Let's instantiate our model and evaluate it.

In [None]:
cnnModel = CnnModel(cuda=False, kernelSize=5, numConv=32, poolingKernelSize=2, mlpHiddenDims=(200,20),
        nnOptimiserParams=nnOptimiserParams) \
    .withName("CNN'") \
    .withInputTensoriser(ImageReshapingInputTensoriser())

evalData = evalUtil.performSimpleEvaluation(cnnModel)

Our CNN models does slightly improve upon the MLP model we evaluated earlier. Let's do another comparison, so we get all the metrics in one place.

In [None]:
comparisonData = evalUtil.compareModels([torchMLPModel, cnnModelFromModule, cnnModel, randomForestModel], fitModels=False)
comparisonData.resultsDF

Note that any differences between the two CNN models are due only to randomness in the parameter initialisation; they are functionally identical.

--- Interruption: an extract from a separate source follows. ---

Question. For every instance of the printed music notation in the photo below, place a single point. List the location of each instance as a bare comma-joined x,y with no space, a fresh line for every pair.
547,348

Could the CNN model have produced even better results? Let's take a look at some examples where the CNN model went wrong by inspecting the evaluation data that was returned earlier.

In [None]:
misclassified = evalData.getMisclassifiedTriplesPredTrueInput()
fig, axs = plt.subplots(nrows=3, ncols=3, figsize=(9,9))
for i, (predClass, trueClass, input) in enumerate(misclassified[:9]):
    axs[i//3][i%3].imshow(reshape2DImage(input), cmap="binary")
    axs[i//3][i%3].set_title(f"{trueClass} misclassified as {predClass}")
plt.tight_layout()

While some of these examples are indeed ambiguous, there still is room for improvement.